Old Boys' Newsletter Term I

Max Currie a multi-award-winning writer, director, and producer.

On March 26th Max hosted a screening of his 2021 feature film "Rurangi" at Te Manawa, followed by a Q and A.
    by PNBHS

Max Currie (1992-1995) is a multi-award-winning writer, director, and producer from Auckland, New Zealand. 

While at School Max was a strong academic, receiving an 'A' bursary in form six. He represented the school in debating and was first in the Central Regions Senior Public Speaking for which he received an Honours Tie. Max appeared in many school productions and famously played 'Kevin Palmer' in the schools' version of Frankenstein in 1994. The following year he was selected to represent New Zealand, with one other student, at the student version of the Commonwealth Heads of Government Meeting (CHOGM), where he met the Queen, Nelson Mandela, and many other dignitaries. 

Max most recently directed and co-produced the groundbreaking New Zealand transgender drama, 'Rurangi', which exists as both a series and a stand-alone feature film. Starting its 2020 festival run with a world premiere at Frameline 44, 'Rurangi' won Frameline's AT&T Audience Award for Narrative Feature.

Max has been a full-time staff writer for five years on prime-time network serial drama 'Shortland Street', leaving to write on both seasons of New Zealand's TV2 comedy drama 'Step Dave'.

In 2014, Max wrote and directed 'Everything We Loved', his multi-award-winning feature debut about a travelling magician duo who steal a child.
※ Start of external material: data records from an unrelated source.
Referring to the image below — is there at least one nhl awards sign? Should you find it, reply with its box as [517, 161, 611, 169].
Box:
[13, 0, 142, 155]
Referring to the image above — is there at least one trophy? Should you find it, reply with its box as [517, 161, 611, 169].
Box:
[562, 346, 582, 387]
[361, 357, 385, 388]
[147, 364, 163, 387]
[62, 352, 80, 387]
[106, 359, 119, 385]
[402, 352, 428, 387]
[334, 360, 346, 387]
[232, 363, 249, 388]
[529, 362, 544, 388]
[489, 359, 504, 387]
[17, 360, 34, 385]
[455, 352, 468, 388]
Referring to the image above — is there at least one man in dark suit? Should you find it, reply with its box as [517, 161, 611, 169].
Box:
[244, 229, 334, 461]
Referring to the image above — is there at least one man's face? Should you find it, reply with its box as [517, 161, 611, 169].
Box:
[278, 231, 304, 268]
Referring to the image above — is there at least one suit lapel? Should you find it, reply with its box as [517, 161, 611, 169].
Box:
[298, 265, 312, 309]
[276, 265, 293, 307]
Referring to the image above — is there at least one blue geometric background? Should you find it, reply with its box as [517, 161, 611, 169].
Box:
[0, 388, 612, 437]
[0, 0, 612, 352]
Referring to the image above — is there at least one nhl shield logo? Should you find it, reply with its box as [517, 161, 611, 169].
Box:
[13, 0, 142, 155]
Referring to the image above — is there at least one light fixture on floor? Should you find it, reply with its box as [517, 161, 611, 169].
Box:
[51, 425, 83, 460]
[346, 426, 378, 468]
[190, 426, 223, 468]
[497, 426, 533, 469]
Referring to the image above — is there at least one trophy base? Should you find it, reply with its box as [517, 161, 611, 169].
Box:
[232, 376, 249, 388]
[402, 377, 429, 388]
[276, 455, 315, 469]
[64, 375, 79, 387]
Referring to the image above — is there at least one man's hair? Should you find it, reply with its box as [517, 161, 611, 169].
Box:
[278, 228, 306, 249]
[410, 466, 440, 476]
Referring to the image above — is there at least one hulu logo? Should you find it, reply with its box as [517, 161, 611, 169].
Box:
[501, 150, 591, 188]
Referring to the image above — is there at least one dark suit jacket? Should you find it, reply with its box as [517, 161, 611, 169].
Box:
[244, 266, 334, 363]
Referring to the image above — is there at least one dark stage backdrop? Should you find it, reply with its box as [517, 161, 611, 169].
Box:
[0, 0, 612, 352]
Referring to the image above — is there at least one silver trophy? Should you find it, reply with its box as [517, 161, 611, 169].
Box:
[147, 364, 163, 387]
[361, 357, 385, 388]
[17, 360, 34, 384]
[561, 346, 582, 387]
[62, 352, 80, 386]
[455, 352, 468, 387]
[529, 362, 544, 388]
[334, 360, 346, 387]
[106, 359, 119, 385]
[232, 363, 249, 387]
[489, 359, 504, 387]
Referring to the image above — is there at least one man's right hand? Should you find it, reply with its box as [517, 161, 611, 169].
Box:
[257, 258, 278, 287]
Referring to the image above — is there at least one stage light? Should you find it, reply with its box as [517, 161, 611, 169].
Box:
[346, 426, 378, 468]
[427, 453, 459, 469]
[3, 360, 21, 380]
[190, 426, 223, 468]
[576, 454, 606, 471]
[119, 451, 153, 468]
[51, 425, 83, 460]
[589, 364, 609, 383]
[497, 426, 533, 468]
Everything We Loved played in a slew of festivals, including Palm Springs, Munich, Sao Paulo, Seattle, St Petersburg and Marrakech, winning Best Actress and Best Cinematography at the 2014 NZ Film Awards, Best Actor at St Tropez, and Best Director at VTXIFF 2015 in Texas. It remains the number one most-watched title on the NZ Film On Demand VOD platform.

Max is an active member of The Falcons, Auckland's gay and inclusive rugby club, and while his short-lived union days are behind him he remains a committed touch rugby player. He's also been a bartender at a New York go-go bar, a New Zealand youth ambassador, a regional piano soloist, a writer for New Zealand's biggest women's magazine; the host and director of groundbreaking GLBTQi television series QueerNation, a two-times Goethe Institute scholarship recipient and Berlinale Talent.

Max is the son of a Scottish-born microbiologist and a Kiwi kindergarten teacher. He and his younger brother grew up in the agricultural epicentre of New Zealand that is Palmerston North. Max has dual Kiwi/British citizenship, speaks German, and is the long-time collaborator of German writer/actress Odine Johne.